Understanding the domain and range is vital for graphing a circle as it shows the horizontal and vertical extents on the coordinate plane.

To graph a circle, begin by identifying its equation in the form \((x-h)^2 + (y-k)^2 = r^2\). This gives you all the necessary information: the center \((h, k)\) and the radius \(r\). For the equation \((x+3)^2 + (y+2)^2 = 36\), it's clear that the center is \((-3, -2)\) and the radius \(r\) is 6.

• Step-by-Step Graphing:
  • Locate the Center: Plot the point \((-3, -2)\) on a coordinate plane.
  • Use the Radius: From the center, move 6 units in every direction (up, down, left, and right) to help sketch the circle.
  • Sketch the Circle: Connect these boundary points to form the circular shape.

Graphing circles is a straightforward process once you break down its components and follow the steps carefully.

The center of a circle is a crucial point that defines its position in space. It's represented by the coordinates \((h, k)\) in the circle's equation \((x-h)^2 + (y-k)^2 = r^2\).
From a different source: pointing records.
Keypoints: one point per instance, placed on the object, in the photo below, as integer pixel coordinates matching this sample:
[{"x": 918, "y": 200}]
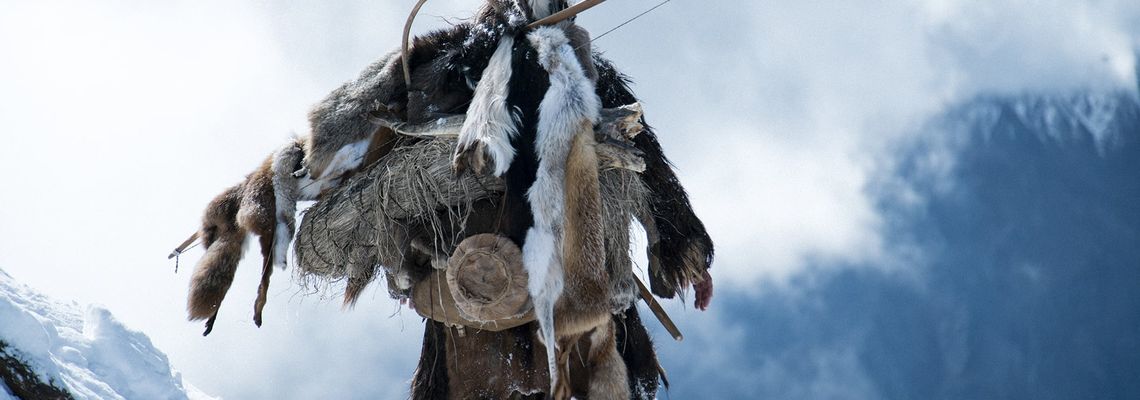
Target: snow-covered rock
[{"x": 84, "y": 351}]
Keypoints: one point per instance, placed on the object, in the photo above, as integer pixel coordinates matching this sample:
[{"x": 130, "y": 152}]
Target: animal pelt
[
  {"x": 224, "y": 241},
  {"x": 263, "y": 204},
  {"x": 444, "y": 64},
  {"x": 507, "y": 365},
  {"x": 681, "y": 250},
  {"x": 544, "y": 106}
]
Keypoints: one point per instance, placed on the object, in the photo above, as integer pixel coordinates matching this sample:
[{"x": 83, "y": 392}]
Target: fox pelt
[{"x": 263, "y": 204}]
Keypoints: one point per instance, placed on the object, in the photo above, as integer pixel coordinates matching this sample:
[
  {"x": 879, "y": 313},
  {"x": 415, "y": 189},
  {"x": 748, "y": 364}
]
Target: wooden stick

For the circle equation \((x+3)^2 + (y+2)^2 = 36\), we determine the center as \((-3, -2)\).

• Understanding the Center: The values \(h\) and \(k\) are found by rewriting the terms \((x+3)^2\) and \((y+2)^2\) as \((x - (-3))^2\) and \((y - (-2))^2\), revealing the negative shifts from the origin.
• Role of the Center: It acts as a pivot for drawing the circle, ensuring it maintains a consistent radius. It's essentially the middle point that the whole circle revolves around.

The center makes it simple to find the domain and range and is the anchoring point for the circle's shape.
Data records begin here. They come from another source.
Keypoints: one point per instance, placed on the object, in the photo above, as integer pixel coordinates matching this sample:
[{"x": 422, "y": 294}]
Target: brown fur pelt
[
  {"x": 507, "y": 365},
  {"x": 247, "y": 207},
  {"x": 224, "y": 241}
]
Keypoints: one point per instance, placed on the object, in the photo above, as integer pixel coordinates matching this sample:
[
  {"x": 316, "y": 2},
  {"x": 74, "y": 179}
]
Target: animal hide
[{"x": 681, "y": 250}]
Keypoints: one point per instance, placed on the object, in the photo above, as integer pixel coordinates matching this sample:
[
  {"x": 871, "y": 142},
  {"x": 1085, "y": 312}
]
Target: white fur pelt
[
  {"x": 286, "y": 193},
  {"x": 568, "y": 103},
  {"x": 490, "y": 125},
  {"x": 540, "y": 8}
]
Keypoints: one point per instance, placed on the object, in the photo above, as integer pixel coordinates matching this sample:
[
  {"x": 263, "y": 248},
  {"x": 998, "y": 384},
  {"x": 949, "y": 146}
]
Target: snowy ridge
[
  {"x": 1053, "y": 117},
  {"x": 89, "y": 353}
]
The radius is the distance from the center of the circle to any point on its perimeter. Represented by \(r\) in the standard circle equation \((x-h)^2 + (y-k)^2 = r^2\), it plays a critical role in defining the size of the circle. From the given equation \((x+3)^2 + (y+2)^2 = 36\), we identify the radius \(r = \sqrt{36} = 6\).

• Calculating the Radius: The equation equates to \(r^2\), so solve for \(r\) by computing the square root of that constant on the right side of the equation. In our case, it's \(36\), so \(r = 6\).
• Importance of the Radius: This distance determines how far each point on the circle's edge spreads from its center. A larger radius means a larger circle.

Understanding the radius is key to both graphing and comprehending the circle's basic properties.